C'était la thèse de Wilhelm Fraenger, l'historien d'art allemand, qui a été rejetée par la suite. Les inclinaisons actuelles tendent vers la thèse de Jean Wirth, historien, qui estimait que Le Jardin des délices montrait une utopie : "Comment serait l'humanité si l'homme n'avait pas commis le péché originel". Je ne vois pas la différence. Dans les deux cas, le péché n'a pas été commis. Et le tableau décrit avec une précision étonnante ce que nous savons du mode de vie des Adamites. Autre élément en faveur de cette thèse, le panneau droit représentant l'Enfer. On y distingue tous les représentants du pouvoir, le clergé, la noblesse et l'armée, tourmenteurs ou tourmentés. On peut y voir un certain rejet des institutions comme le prônait les Adamites. Rejet de l'argent également dans cette scène où l'on voit un homme déféquer des pièces d'or. Et enfin, mais non des moindres, la représentation de l'Ostie et du Calice, le pain et le vin de la communion sous les deux espèces qu'avait aboli en 1415 l'église et que réclamaient Jan Huss et les hussites. Toujours est-il, Adamites où pas, ce tableau de Bosch nous montre ici une vision toute nouvelle pour le peintre qui est souvent apparu comme tourmenté, pessimiste et moralisateur.

L'humanité n'est plus péché, l'homme n'est plus un être mauvais, bardé de vices qui doit suivre à la lettre les préceptes de l'Eglise et des gouvernements et qui finira de toute façon en Enfer, quoi qu'il fasse.
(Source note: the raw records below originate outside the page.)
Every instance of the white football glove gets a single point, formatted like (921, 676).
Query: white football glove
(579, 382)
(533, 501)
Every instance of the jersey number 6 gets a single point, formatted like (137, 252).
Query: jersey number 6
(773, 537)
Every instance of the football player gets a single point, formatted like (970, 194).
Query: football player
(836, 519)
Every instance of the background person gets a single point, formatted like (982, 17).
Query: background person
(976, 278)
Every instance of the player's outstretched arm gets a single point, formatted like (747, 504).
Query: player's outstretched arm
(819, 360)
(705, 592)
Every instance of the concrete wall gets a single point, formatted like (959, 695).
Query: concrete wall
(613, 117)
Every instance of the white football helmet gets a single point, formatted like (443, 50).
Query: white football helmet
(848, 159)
A l'aulne de la renaissance, Bosch embrasse les idées de l'humanisme et des frères du Libre Esprit, qui, chose toute nouvelle, enseigne que l'homme a le choix entre le bien et le mal, que tout n'est pas joué d'avance. Que rejetant les institutions corrompues, s'il cherche Dieu, seul, en lui-même, et arrive à distinguer le bien et le mal, par cela, il échappera aux tourments éternels de l'Enfer. Le Jardin des délices est en cela une œuvre unique, lumineuse, humaniste et optimiste qui nous dit que tout n'est pas perdu.





Jérôme Bosch, Visions de l'au-delà,vers 1505-1515. Huile sur panneau de chêne. Museo di Palazzo Grimani, Venise.